Bailey Vos, a pre-sales forester, stands on a fallen tree in the Stilly Revisited timber sale on May 29, 2024 in Arlington, Washington. (Olivia Vanni/ The Herald)

Bailey Vos, a pre-sales forester, stands on a fallen tree in the Stilly Revisited timber sale on May 29, 2024 in Arlington, Washington. (Olivia Vanni/ The Herald)

New state policy could affect timber sales in Snohomish County

A resolution passed this month means the state could sell more older forests for harvest.

EVERETT — A drastic shift in the state’s interpretation of its sustainable forest policy will affect when and what types of forests can be harvested in Washington.

Earlier this month, the Department of Natural Resources board passed a resolution allowing the agency to sell mature forests for harvest instead of setting the trees aside for habitat conservation. Advocacy groups are frustrated with the quick and major change in policy interpretation.

The new interpretation could influence ongoing litigation in Snohomish County, where the Legacy Forest Defense Coalition is suing the department for the Stilly Revisited timber sale to Sierra Pacific Industries. The site, filled with century-old Douglas firs and western hemlocks, is 13 miles northeast of Arlington. In July, DNR sold the land for $3 million.

In 2006, the agency created the Policy for Sustainable Forests. The document states within 100 years, the agency will manage 10% to 15% of the state’s land designated as habitat for at-risk species into “older” forests. Management can include thinning certain trees so the forest evolves into something that resembles old growth.

This means the department finds land with multiple species of trees, fallen logs and varied undergrowth vegetation to cultivate into old-growth-like stands.

The sustainable forest policy states “once older-forest targets are met, structurally complex forest stands that are not needed to meet the targets may be considered for harvest activities.”

Scientists say older forests are better for animals because of high diversity of habitat and more resilient trees. Additionally, older, bigger trees store more carbon, helping combat climate change.

But bigger trees are not only more ecologically valuable, they’re also more economically valuable.

Since the policy was passed 18 years ago, DNR has interpreted the language to mean only after older-forest targets are met could the department consider complex forests for harvest.

But Resolution 1645, passed six weeks before Dave Upthegrove takes over as commissioner of public lands, flips the almost two-decade-old interpretation on its head.

The shift “muddies the water a little bit when Commissioner Upthegrove seeks to impose a different interpretation,” Washington Forest Law Center managing attorney Peter Goldman said.
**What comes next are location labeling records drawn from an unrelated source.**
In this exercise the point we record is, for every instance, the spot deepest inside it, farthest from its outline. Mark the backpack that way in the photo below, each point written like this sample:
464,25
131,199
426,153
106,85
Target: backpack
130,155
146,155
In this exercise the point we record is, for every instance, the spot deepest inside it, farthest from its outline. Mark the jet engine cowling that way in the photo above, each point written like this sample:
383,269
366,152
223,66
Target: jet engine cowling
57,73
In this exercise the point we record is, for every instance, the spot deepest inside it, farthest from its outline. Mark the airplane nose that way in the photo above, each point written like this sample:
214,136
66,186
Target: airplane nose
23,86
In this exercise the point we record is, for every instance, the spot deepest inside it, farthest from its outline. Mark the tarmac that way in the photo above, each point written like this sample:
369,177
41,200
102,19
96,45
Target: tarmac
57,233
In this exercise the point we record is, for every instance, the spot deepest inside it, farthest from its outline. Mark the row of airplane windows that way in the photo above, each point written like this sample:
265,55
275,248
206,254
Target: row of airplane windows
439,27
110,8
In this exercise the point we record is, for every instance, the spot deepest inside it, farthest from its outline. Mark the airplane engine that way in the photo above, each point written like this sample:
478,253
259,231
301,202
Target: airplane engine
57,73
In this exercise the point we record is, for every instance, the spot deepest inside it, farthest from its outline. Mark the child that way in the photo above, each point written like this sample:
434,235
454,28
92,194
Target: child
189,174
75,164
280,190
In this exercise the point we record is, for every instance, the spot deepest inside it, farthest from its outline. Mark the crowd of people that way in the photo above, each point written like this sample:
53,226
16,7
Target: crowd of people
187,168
Upthegrove has repeatedly expressed a desire to preserve older forests for conservation.

Goldman added: “I think they’re setting up a lawsuit against Upthegrove if he doesn’t follow their new interpretation.”

The new document states the board does not interpret the policy as prohibiting DNR from harvesting older forests before the agency has reached its older forest goals.

The resolution reasons not all structurally complex stands are suitable to be managed toward older-forest targets, but in exchange the agency can now designate areas that are not currently structurally complex to be set aside for older-forest goals.

“Nothing in the (Policy for Sustainable Forests) suggests that DNR may substitute younger stands – most of which have been historically managed as Douglas fir monocrops – for structurally complex stands,” Stephen Kropp, founder of the Legacy Forest Defense Coalition, said in an email.

In 2019, the DNR was hit by three lawsuits after the agency released its conservation plan for the marbled murrelet, a small seabird listed as threatened under the Endangered Species Act. Two pro-timber lawsuits pushed the department to increase logging access, while the other lawsuit filed by a conservation group believed DNR wasn’t doing enough to conserve habitat for the bird.

The lawsuits were resolved in DNR’s favor. In a change of tactics, conservation groups are now fighting individual timber sales, such as Stilly Revisited.

“As that tempo of litigation has been picking up, we thought that it was best to clarify what that policy for sustainable forest actually sets,” Emmons said.

The resolution doesn’t change the sustainable forests policy, but it is a document that can be referred to in court to show the board’s interpretation. The board includes the state Superintendent of Public Instruction Chris Reykdal and the dean of Washington State University’s College of Agriculture and Natural Resources.